The Landfrieden of the Holy Roman Empire (limting the right of violence and feuding) is an example of another analogue with it being translated into the Dune Universe as Kanly and War of Assassins

Alongside the Emperor, major states and minor ones, there existed powerful power structures, chief of them the Church (divided eventually during the Reformation), a weak analogue of the Bene Gesserit and the powerful guilds running basically independent systems and cities, including the Hanseatic League, a sea-going monopolistic guild, which could and would oppose the feudal lords - an obvious analogue to theNavigators Guild.  

The Emperor did not have an elite army analogue to the Sardukar though he would have the theoretical ability to call the Army of the Holy Roman Empire from his feudal subject (see the armies of the Landsraad in Dune orbit during the final battle against the Padishah Emperor), while having his own privateImperial Army , supported fro his territories, during the time of the Habsburgs, not a seperate military caste. 

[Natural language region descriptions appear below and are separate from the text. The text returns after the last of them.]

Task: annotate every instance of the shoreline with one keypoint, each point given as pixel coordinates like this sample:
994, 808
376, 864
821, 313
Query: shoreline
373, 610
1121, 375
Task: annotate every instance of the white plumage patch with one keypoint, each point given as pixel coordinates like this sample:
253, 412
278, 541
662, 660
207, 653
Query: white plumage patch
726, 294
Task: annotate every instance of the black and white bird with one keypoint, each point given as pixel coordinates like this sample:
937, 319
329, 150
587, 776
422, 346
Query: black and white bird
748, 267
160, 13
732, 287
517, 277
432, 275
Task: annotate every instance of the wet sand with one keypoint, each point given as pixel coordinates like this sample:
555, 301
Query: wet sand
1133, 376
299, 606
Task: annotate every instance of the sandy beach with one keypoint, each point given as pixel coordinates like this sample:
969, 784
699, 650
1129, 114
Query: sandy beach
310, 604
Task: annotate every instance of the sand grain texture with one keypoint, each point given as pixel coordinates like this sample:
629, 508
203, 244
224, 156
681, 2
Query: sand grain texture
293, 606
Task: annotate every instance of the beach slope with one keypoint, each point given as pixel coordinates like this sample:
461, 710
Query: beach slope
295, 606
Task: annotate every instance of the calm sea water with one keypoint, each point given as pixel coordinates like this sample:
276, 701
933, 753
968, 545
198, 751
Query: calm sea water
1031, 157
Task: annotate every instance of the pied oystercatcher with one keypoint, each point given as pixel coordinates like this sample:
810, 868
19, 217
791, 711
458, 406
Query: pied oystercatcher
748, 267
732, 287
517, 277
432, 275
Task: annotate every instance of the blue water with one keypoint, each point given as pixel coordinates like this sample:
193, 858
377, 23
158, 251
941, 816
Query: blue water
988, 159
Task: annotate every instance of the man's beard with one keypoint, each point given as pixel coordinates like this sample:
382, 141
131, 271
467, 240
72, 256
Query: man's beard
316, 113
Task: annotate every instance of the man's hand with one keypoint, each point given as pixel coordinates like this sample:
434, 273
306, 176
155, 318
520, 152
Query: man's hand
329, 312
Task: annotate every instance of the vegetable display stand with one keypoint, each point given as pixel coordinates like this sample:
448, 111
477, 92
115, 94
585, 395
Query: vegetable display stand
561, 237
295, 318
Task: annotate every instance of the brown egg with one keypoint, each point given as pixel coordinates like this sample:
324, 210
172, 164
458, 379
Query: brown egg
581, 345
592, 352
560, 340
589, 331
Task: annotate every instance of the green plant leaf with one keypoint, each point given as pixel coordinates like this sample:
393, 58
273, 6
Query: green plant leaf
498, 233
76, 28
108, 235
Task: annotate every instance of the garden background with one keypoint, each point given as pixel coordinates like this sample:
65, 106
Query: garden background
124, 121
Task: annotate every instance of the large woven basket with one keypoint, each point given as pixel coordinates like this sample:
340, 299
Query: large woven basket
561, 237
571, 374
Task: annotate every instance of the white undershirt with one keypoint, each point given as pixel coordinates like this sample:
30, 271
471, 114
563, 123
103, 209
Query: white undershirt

The Sardukar seem to be heavily based on the Janissaries or Mamluks of the ancient Ottoman Empire. The Janissaries were recruited (in a form of a tax) from Christian subjects and became slaves of the Emperor, while the Mamluks, were slaves but not recruited  from Christains and would form their own basically independent states. The Janissaries would on their own hand become heavily corrupt and arrogant during the late period of the Ottoman Empire.  

The Holy Roman Empire was eventually destroyed by Napoleon, who while not being of noble birth, was a charismatic military genius and adventurer who crowned himself Emperor, another analogue in Dune.